Assignment 6: Naive Bayes

Due: 2020-10-20

Remember, even if you aren’t sure how to do every part of the assignment, submitting pseudocode, a list of your questions indicating where you got stuck, or a partial solution will get you personalized feedback. You might even earn level 1 achievements for the partial effort.

For Classification Level 2:

Acccept the Assignment

Create one notebook where you load examine each of the provided datasets for for suitability to use with Gaussian Naive Bayes. Label the sections Dataset #. Use exploratory data analysis (visualisation and statistics) in pandas and Gaussian Naive Bayes from scikit learn to answer the following for each dataset:

  1. Do you expect Gaussian Naive Bayes to work well on this dataset, why or why not? (think about the assumptions of naive bayes and classification in general) explanation is essential here, because you can actually use the classifier to check

  2. How well does a Gaussian Naive Bayes classifier work on this dataset? Do you think a different classifier might work better or do you think this data cannot be predicted any better than this?

  3. How does the actual performance compare to your prediction? If it performs much better or much worse than you expected, what might you use to figure out why? (you do not have to figure out why your predictions were not correct, just list tools you’ve learned in class that might help you figure that out)

This assignment will be easiest if you take advantage of the template via git:

Git Workflow

  1. Click the green code button and copy the url.

  2. clone the repository as below where th eurl is the one you copied from GitHub. In your terminal on Linux or Mac or on the GitBash on Windows (install instructions on tools section of syllabus )

cd path/where/you/want/a/new/folder/for/this/assignment
git clone http://github.com/rhodyprog4ds/06-classification-username
  1. then launch your notebook from the newly created folder.
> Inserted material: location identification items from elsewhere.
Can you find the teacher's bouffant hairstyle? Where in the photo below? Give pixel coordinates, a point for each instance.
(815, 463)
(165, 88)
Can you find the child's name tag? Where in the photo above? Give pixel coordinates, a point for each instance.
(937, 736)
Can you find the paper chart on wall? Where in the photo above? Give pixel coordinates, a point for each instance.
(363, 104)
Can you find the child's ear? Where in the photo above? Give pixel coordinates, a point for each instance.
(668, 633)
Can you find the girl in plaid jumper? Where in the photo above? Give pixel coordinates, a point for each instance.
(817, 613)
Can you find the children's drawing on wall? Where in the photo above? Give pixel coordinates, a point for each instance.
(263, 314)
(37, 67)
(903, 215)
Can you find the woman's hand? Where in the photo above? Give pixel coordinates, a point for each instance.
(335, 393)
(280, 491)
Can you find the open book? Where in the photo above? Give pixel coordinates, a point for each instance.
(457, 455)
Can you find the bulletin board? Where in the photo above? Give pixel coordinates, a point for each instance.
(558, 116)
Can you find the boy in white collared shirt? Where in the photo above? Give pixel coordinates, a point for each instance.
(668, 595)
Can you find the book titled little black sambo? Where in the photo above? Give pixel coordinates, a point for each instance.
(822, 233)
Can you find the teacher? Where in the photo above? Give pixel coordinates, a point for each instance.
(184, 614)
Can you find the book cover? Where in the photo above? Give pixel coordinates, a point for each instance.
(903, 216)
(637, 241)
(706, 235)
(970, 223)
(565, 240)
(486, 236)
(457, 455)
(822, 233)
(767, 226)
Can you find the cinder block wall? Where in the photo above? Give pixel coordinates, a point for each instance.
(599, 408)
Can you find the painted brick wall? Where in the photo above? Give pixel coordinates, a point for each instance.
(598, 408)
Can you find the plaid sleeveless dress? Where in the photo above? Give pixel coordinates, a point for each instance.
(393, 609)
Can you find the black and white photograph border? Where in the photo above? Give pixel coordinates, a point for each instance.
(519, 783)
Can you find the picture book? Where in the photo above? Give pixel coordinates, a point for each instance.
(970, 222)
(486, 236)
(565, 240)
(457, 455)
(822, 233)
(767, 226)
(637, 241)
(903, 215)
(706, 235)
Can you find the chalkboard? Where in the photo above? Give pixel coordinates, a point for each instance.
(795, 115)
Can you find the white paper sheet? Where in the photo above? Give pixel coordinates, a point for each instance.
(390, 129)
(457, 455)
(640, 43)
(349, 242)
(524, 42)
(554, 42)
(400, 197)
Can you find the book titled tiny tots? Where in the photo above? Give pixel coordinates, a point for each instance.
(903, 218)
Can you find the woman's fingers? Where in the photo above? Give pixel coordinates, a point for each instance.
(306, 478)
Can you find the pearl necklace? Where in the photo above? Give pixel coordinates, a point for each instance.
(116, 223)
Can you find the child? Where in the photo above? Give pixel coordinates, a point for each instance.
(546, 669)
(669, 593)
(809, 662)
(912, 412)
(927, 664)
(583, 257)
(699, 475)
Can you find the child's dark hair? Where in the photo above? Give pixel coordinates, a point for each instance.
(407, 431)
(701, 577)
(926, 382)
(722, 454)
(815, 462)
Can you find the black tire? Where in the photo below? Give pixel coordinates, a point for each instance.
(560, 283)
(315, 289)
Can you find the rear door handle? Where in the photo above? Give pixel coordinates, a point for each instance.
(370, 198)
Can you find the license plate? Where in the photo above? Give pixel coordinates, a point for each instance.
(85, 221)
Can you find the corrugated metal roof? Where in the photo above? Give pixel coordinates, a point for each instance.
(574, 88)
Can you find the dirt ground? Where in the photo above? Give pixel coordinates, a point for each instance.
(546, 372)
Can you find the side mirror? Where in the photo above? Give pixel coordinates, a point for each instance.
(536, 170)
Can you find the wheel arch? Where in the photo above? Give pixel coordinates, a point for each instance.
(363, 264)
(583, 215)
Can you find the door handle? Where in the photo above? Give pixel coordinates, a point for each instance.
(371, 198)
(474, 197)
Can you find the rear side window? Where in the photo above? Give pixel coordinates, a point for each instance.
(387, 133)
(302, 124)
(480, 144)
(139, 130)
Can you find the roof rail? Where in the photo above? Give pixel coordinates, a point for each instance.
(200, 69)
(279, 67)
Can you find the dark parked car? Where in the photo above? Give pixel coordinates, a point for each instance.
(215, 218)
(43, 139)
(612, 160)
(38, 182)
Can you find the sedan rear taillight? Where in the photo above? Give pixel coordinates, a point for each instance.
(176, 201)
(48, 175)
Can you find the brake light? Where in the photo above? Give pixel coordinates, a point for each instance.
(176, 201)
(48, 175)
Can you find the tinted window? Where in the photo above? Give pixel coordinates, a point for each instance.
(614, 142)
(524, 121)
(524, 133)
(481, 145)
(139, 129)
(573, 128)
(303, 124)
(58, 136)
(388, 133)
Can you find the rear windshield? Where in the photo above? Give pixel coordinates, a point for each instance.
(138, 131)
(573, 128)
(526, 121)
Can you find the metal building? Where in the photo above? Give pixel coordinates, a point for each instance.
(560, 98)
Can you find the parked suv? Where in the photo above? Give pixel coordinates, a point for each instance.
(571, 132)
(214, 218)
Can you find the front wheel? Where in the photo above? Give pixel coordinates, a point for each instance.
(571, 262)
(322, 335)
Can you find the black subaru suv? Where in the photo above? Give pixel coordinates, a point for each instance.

on Linux or Mac, in the same terminal (remember you can use tab complete)

cd 06-classification
jupyter notebook

or on windows, in your Anaconda prompt

cd path/where/you/want/a/new/folder/for/this/assignment/06-classification-username
jupyter notebook
  1. work on your assignment, by opening the notebooks there and editing them.

  2. commit your changes when you want to save a point in your progress. Either you have part workign and want to save that, or you want feedback, or you’re done. On whichever terminal you used for the git clone command above

git add .
git commit -m 'description of your changes since las commit'
  1. push your changes when you want to share them on GitHub, (eg need help, want feedback or complete)

git push
  1. if you will keep working after pushing, first pull down the .md conversion that was added by GitHub actions. If you don’t you’ll have to merge, it should be fine, but ask if you’re not sure.

git pull

For construct level 2

Build your own dataset for classification by merging data from separate sources that you’re interested in.

Summarize and Viz level 2

Show some extra summary stats and plots